Thursday, November 29, 2007

For Whom the (School) Bell Tolls

Today was the last Wednesday that I’ll be sweetly awakened by a four year old saying…

Say a prayer, Mommy….say a prayer….

This is the way Sophie wakes me every morning. Just before we roll out of bed after a little cuddling and hugging, we say a prayer to thank God for the day that He has given us and to ask for help getting through it. Sophie knows that as soon as the prayer is over, we will roll out of bed and proceed to the kitchen for her favorite meal of the day : breffess.

I say this is our last Wednesday because Sophie will be starting school on Monday. On Monday, she will be starting Pre-K. On Monday, I will wake her, dress her, feed her, buckle her into her carseat, and drive her to her very first day of school.

Gulp.

As I sit here with tears welling, I find it hard to believe that I have been fighting for this for almost a year now. Endless calls to administrators, counselors, psychoeducational therapists, pediatricians, teachers, school secretaries and eventually my local area representative have been made for the past nine months. Most of them telling me to wait it out, we’ll see what we can do, give us a call back Monday, her evaluation is scheduled. I hoped that Carmen (the secretary at Child Find) didn’t have caller ID because I blew up her phone for 9 months trying to move things along.
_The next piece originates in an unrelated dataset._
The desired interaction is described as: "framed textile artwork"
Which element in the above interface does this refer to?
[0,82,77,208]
In the beginning, my calls were hopeful. After the fifth month, they were mostly angry and tired. So I decided to pursue a private facility. I called a service named “Family Central”. They were incredibly helpful, sending me twenty-six pages of local pre-schools and childcare facilities that would take special needs kids. I called every one. Every single one wouldn’t take a four year old that wasn’t potty trained.

Meanwhile, Charley is potty training and getting it. She is successful and proud. And so am I.

Yet I grieve.

I thought I was past the ‘missed milestones’ chapter. Sophie is walking, skipping, jumping, running…Sophie is verbal and talkative. Sophie is riding a tricycle!
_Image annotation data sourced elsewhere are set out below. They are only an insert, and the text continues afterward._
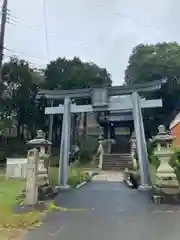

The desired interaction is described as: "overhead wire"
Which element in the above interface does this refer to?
[0,0,169,68]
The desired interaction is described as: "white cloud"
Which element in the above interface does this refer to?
[5,0,180,84]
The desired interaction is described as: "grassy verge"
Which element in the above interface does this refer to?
[0,176,42,239]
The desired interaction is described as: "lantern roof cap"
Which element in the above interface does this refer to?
[27,130,52,146]
[152,125,175,142]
So to have someone tell me that she would not be accepted for this reason….this hurt. This hurt badly. I remember thinking…if they only knew her…if they only knew her they would take her. Give us an audition…let us try you out for a couple of days..you’ll see, she’ll be fine….if she needs her diaper changed, just call me…I’ll be right around the corner, I swear.

But no one does. In four year old pre-k classes, there is no running hot water. According to state regs, there must be running hot water in any classroom with children with diapers.

I made about three calls at a time. It was too frustrating to hear that she would not be accepted more than three times at a time. Too hard and too emotional.

Meanwhile our precious friends are going to school and coming home with beautiful artwork that can only be produced by the hands of a four year old…and with their stickers that tell us what job they had in school that day: LIGHTS or LINE LEADER or SNACK HELPER. It was so sweet to see those little stickers. I was so excited for them…and anxious to get Sophie to be line leader. That was ALWAYS the best job, wasn’t it?

So the pressure became greater to potty train and to try every method available. But she just wasn’t (isn’t) ready. And I had to come to terms with that…and I had to continue to remain diligent in getting Sophie the best services possible.

I kept calling, and finally, one day, Lo and Behold, I dialed the right number. I spoke to a woman who initially rubbed me the wrong way, and made me feel like I was being selfish to be advocating for my child. By the end of the conversation, she was telling me that she would be making a couple of phone calls…oh thank you, thank you so much

The ball was rolling. The county scheduled an evaluation. We went in at 9:30am for psychoeducational assessment. Soph had to answer lots of questions. When she knew the answers, she’d shout them out, proud as pie. When she didn’t, she’d bust into her rendition of the ABC’s. The examiners were in love with her within the first ten minutes, saying “She is so charming,” and “What a character.” I guess the apple doesn’t fall far from the tree does it? ;)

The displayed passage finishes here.